She used a photographic term for them that I’d never heard before, describing them as part of the process but not intended for exhibit, the rejects from an oversized contact sheet. “Alec said, ‘If you want to frame them, you can use them.’ Most of them have never been seen before.”

Tessa was excited about that.

“Do you get to keep them?” I asked, naively.

She rolled her eyes as if to say, “Dream on.”

Hilary said, “Where are the photos from Paris?”

“We decided to omit them from the show, so we could add more of the images from this part of the world.”

“Hmm. Interesting.”

Tessa let us go, having enriched our visit immeasurably,  and returned to her textile workshop. We wandered the floor for fifteen minutes.

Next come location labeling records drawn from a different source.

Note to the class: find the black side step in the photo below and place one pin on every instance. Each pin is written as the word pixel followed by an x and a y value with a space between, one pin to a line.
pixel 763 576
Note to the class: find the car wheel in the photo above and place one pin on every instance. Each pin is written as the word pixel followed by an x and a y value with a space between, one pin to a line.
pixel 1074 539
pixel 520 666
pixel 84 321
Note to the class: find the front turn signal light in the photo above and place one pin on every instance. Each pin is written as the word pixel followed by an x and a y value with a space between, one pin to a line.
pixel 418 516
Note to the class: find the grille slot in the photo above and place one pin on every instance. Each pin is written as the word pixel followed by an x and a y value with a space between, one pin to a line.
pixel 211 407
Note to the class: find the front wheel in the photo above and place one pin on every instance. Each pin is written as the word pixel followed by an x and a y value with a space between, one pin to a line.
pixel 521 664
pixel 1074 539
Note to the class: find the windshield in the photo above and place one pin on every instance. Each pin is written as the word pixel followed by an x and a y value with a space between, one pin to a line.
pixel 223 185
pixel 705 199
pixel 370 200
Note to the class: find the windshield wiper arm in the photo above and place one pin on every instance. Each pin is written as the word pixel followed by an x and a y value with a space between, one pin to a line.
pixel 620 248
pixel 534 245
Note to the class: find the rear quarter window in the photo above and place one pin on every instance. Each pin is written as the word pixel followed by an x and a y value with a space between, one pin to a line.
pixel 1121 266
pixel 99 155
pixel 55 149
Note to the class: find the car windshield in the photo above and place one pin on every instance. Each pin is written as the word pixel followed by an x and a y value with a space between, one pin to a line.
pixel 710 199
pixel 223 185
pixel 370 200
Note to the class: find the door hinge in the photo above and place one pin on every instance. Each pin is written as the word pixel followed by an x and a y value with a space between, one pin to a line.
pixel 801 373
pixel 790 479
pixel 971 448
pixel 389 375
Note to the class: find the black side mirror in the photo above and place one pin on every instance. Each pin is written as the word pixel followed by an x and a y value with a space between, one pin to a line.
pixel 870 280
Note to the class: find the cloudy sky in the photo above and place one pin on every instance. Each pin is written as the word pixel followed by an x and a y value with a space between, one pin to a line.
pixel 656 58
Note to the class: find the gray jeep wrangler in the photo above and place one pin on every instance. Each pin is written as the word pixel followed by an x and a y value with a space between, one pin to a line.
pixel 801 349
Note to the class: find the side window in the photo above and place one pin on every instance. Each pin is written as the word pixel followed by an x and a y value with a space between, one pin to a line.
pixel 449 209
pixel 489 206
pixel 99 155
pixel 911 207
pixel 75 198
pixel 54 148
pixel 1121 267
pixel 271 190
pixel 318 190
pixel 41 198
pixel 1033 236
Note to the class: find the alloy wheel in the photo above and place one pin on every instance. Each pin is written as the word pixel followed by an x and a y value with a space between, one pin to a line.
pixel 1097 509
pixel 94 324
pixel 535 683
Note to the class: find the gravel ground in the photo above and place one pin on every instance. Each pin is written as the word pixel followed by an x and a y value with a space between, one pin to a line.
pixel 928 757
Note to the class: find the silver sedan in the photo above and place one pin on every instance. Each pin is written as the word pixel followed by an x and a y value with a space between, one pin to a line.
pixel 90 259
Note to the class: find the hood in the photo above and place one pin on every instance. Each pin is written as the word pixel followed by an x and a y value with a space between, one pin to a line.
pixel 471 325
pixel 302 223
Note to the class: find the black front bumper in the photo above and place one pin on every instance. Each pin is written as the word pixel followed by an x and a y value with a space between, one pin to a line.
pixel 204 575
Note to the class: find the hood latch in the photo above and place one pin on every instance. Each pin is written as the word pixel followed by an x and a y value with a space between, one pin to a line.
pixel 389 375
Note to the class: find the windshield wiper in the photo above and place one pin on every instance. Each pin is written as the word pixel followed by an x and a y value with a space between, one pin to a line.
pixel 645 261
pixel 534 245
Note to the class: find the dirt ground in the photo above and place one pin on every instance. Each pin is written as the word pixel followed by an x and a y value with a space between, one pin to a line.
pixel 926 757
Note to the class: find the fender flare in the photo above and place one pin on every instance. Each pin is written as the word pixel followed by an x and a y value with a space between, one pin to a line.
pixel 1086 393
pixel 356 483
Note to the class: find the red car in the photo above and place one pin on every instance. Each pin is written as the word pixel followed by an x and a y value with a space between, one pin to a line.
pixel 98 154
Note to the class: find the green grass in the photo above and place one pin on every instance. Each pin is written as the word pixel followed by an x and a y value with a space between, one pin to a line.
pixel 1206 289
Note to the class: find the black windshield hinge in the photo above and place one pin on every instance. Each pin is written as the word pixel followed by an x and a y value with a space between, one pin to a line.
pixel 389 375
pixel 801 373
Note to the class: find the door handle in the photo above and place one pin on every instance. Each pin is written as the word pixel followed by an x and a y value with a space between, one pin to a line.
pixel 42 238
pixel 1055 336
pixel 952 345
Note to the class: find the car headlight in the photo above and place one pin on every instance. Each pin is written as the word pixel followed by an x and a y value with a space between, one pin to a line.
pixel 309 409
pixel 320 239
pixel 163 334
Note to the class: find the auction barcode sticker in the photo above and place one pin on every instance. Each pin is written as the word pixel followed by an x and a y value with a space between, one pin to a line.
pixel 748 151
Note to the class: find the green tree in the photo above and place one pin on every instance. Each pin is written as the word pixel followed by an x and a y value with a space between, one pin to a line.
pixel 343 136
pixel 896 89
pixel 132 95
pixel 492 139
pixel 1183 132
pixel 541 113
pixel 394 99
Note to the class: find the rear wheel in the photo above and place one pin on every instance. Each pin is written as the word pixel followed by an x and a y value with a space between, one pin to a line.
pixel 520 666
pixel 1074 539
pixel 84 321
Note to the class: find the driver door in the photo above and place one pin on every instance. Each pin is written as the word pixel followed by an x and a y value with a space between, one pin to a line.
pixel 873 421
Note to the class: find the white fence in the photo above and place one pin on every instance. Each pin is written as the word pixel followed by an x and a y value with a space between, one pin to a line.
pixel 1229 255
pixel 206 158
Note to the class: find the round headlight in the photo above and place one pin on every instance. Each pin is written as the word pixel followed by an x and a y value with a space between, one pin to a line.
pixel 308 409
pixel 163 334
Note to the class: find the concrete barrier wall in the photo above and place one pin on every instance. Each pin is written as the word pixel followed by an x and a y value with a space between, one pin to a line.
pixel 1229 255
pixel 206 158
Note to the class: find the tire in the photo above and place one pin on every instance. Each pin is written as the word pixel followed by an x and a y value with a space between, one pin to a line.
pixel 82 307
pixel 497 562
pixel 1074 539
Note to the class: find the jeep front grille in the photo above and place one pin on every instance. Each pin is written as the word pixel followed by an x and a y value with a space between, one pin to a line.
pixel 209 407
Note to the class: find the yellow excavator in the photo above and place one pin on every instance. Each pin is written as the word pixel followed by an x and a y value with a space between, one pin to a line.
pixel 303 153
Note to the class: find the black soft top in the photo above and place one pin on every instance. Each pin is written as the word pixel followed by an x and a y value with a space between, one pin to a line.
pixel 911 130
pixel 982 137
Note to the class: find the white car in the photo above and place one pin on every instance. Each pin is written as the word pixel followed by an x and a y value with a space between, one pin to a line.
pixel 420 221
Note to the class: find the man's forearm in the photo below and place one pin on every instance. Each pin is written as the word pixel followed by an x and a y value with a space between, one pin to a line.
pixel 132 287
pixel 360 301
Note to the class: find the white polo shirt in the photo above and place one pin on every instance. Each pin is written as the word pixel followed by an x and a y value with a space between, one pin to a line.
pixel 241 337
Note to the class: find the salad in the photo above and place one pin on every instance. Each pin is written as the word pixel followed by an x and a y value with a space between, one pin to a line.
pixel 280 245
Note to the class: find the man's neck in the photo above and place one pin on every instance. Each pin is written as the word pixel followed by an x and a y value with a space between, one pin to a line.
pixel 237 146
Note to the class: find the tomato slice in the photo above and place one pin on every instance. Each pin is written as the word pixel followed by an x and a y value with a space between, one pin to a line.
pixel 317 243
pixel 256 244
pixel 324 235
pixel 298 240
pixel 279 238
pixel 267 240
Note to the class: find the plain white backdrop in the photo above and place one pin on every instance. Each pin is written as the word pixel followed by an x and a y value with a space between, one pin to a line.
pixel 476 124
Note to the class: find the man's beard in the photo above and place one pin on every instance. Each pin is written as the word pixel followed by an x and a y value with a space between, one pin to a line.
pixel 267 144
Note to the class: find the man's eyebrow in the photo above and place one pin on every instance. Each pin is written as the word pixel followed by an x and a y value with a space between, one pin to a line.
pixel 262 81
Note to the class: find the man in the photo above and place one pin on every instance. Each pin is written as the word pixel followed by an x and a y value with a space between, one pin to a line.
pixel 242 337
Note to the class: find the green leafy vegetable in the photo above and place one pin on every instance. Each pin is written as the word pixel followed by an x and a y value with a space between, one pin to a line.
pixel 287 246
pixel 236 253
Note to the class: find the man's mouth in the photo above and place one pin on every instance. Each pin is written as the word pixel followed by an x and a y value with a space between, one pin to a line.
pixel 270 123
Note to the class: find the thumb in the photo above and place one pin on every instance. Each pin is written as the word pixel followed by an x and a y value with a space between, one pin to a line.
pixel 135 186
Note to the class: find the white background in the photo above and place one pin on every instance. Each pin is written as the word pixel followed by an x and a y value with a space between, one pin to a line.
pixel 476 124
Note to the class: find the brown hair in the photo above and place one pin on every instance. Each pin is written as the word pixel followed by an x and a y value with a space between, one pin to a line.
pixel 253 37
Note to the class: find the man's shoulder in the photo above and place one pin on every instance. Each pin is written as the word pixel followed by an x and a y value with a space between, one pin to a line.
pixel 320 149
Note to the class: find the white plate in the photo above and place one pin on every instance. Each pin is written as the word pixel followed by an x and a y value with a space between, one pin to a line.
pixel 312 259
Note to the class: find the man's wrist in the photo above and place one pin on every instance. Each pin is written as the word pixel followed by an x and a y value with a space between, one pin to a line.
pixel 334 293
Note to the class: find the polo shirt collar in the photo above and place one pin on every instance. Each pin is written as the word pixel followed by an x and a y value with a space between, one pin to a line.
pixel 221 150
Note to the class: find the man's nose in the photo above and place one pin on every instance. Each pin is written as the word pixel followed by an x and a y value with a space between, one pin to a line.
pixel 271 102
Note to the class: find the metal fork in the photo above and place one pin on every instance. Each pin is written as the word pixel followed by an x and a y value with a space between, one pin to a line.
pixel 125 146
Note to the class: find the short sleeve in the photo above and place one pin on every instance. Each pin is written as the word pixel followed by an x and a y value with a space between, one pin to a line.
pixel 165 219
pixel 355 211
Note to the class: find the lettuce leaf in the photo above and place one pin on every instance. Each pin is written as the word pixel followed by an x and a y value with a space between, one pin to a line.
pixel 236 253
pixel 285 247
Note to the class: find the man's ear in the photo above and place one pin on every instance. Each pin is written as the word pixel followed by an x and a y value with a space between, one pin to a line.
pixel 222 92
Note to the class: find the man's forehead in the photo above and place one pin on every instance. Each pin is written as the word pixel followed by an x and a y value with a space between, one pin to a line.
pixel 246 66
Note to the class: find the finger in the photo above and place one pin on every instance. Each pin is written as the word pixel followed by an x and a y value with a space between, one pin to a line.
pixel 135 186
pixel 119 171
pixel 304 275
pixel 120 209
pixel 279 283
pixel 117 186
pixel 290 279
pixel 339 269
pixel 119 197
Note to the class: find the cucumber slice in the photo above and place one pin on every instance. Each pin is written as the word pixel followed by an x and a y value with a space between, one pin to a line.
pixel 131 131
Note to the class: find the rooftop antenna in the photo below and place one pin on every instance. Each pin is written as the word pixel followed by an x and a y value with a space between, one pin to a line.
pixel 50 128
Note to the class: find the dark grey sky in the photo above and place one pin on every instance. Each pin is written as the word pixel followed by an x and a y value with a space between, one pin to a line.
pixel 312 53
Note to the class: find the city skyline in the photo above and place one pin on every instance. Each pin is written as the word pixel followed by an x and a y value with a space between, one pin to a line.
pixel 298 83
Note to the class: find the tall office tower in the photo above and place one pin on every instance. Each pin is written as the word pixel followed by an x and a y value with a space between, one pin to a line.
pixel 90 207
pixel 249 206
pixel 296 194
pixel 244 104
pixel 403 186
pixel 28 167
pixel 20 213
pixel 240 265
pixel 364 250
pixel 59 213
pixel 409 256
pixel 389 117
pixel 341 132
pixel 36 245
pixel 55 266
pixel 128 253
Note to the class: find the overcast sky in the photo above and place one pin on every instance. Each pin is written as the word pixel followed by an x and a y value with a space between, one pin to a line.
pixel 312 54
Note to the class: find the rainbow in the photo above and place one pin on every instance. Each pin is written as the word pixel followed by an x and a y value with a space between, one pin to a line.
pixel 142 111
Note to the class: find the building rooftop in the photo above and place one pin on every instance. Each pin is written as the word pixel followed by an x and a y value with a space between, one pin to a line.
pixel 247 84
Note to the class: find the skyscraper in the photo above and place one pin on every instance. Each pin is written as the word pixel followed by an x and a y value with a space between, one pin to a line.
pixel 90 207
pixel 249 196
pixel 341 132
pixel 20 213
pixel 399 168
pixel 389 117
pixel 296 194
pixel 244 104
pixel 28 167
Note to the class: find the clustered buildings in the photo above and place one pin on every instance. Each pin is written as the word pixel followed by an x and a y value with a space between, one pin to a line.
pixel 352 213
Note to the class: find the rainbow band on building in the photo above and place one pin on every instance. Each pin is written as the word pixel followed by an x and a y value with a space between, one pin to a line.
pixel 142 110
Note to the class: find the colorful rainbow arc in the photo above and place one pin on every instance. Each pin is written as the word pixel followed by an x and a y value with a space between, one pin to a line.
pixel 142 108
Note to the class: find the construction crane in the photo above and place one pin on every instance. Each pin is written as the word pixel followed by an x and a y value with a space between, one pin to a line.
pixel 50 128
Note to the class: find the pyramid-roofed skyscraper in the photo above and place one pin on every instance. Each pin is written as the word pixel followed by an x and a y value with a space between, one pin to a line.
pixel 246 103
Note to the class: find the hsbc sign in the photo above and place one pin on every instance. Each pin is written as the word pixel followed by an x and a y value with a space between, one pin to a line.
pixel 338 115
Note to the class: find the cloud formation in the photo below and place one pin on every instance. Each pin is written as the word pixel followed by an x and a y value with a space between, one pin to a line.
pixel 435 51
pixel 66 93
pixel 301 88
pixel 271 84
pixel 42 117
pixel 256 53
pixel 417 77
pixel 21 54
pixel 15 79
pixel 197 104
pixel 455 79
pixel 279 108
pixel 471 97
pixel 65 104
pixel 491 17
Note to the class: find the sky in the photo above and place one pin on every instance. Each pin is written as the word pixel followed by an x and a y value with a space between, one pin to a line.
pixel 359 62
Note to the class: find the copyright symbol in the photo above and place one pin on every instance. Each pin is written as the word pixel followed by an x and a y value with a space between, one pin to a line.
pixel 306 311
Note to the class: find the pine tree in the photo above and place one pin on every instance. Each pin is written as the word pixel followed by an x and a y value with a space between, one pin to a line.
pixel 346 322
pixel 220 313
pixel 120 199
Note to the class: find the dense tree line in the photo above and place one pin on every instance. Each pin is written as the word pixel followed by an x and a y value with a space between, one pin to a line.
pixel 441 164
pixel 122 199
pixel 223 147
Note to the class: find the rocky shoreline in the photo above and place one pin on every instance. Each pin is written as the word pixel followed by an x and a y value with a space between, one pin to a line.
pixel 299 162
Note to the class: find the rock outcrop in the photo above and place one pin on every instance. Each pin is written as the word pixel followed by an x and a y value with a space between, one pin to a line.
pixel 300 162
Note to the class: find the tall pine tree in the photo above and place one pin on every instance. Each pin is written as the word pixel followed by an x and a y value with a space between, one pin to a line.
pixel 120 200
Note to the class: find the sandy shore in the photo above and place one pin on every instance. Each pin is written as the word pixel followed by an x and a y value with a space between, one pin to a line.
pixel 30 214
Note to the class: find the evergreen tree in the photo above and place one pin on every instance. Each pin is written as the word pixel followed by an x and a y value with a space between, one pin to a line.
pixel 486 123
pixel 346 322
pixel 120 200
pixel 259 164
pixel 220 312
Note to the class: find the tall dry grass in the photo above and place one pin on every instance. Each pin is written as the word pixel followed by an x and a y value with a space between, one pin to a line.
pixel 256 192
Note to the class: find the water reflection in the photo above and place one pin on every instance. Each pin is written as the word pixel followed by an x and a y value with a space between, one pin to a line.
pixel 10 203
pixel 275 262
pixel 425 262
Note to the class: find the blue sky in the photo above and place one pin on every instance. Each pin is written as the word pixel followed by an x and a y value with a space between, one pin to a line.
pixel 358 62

Many of the images were of teenagers at a dance. Formal poses. Lots of seemingly blank faces and empty space all around. But was there more?

The most memorable image, I think, was of an adolescent girl wearing a pink coat and a crocheted stocking cap: colorful, wistful, enigmatic, slightly wary, bordering on the sentimental but not quite tumbling in. Perhaps the photo nearby of the adolescent male looking out through a gray window showed us the same world, but from the opposite point of view.

It would have been interesting to see the photos from Paris, too. But perhaps the division between haute couture and backwoods “whatever” would have been too obvious. Yet wasn’t that what Soth himself was driving at? Maybe. Maybe not.

Poking around online when we got home, I discovered that “W” refers to a book disguised as a fashion magazine that Soth put together for Magnum Photos. I located it in the library catalog and requested a copy; it arrived a few days later. Running along the top of the front cover, in thick black capital letters, are the words “Fashion Magazine by Alec Soth,” but on the center of the cover, in larger letters, it says “Paris Minnesota.” A library cataloger’s nightmare, but a postmodernist’s dream, I guess. It’s a complex, multi-layered work, loaded not only with formal and casual photos but also with articles that a fashion magazine might run. Are they for real? I’m not sure I could tell the difference, and I didn’t take the time to check. But the curators in Park Rapids were wise, I think, to limit their focus to images taken nearby.

I'm reluctant to look too deeply into W or other secondary materials. Often that ancillary verbiage, which tells you what you're looking at, or how you should be looking at it, is doing the work the art itself is supposed to do, while obscuring its intrinsic value intuitively considered. 

But I'm warming to Soth's work, almost in spite of myself.